I nomi propri hanno rappresentato un problema minore, e solo per alcuni personaggi si è resa necessaria la loro modifica. Ad esempio, in On purge Bébé, Adhéaume Chouilloux, il cui nome di battesimo è completamente estraneo alle orecchie (e agli occhi) degli angloamericani, è diventato Abélard; Follavoine, in compenso, ha perso il nome Bastien in favore del più comune Maximilien. Ne Le mariage de Barillon la domestica Ursule, il cui nome, per noi angloamericani, suona molto tedesco, è stata ribattezzata Joséphine, nome decisamente più francese. Ho accuratamente evitato di tradurre i nomi che potevano avere un corrispondente inglese: se Follavoine (avena sterile, N.d.T.) fosse diventato Mr. Wildoats il personaggio avrebbe perso la sua origine francese.

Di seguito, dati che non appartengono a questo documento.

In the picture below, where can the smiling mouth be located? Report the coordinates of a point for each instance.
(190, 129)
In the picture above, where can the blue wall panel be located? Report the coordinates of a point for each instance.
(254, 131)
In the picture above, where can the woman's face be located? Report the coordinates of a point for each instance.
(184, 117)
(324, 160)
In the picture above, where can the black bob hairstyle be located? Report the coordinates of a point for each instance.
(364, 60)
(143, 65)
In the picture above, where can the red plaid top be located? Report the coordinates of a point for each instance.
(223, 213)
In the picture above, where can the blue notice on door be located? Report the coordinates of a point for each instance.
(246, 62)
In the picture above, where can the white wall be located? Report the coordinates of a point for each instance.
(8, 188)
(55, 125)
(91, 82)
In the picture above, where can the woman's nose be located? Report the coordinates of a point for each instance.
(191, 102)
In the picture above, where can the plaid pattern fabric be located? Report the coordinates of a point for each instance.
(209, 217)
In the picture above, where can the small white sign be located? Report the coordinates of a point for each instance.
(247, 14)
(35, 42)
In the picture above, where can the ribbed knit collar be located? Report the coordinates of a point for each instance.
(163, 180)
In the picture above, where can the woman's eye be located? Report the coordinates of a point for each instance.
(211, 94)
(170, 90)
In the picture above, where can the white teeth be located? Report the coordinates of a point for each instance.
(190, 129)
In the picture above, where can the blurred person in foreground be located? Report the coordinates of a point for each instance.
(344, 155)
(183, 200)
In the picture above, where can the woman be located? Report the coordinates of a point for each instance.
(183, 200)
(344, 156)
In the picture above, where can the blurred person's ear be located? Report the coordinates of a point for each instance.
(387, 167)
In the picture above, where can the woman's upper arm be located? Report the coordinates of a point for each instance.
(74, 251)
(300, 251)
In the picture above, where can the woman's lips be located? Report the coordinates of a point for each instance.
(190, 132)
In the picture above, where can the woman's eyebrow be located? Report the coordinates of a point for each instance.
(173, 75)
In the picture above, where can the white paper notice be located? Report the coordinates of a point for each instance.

FeydeauL’unica grande libertà che mi sono preso è stata anch’essa dettata da ragioni culturali. Miss Betting, la governante di Un fil à la patte, è una signora inglese che, nel testo originale, non capisce una sola parola di francese e parla unicamente nella sua madrelingua. Nessun personaggio la capisce a parte la sua allieva Viviane, che traduce i suoi commenti per gli altri. In una traduzione inglese questo costituisce ovviamente un problema. Il personaggio deve parlare una lingua straniera, non deve comprendere quanto asserito dagli altri e, per logici motivi, non può essere di madrelingua inglese. Sarebbe stato abbastanza semplice cambiare la nazionalità di Miss Betting, ma è proprio in questa occasione che si è posto il problema culturale. Nel 1890, quale pretenziosa madre francese, in cerca di una governante per la figlia, si sarebbe accontentata di una Fräulein tedesca, di una signorina italiana o di qualsiasi altra persona che non fosse un’elegante Miss inglese, anche se incapace di parlare francese? Risultato: l’impasse del traduttore. Ammetto che la libertà che mi sono preso è alquanto estrema (Norman R. Shapiro ha scelto di far parlare al personaggio la lingua dei segni, N.d.T.), ma ritengo di esserne uscito bene. Qualora fossero necessarie ulteriori giustificazioni, a mia tutela posso presumere che la soluzione da me trovata avrebbe soddisfatto il vivace senso dell’assurdo di Feydeau.

Credo che l’autore sorriderebbe anche di alcune delle libertà che mi sono preso per quanto riguarda i titoli. Le mie scelte, com’è ovvio, non sono molto letterali, ma sono comunque nello spirito di Feydeau, e penso che questa sia una scusa più che sufficiente.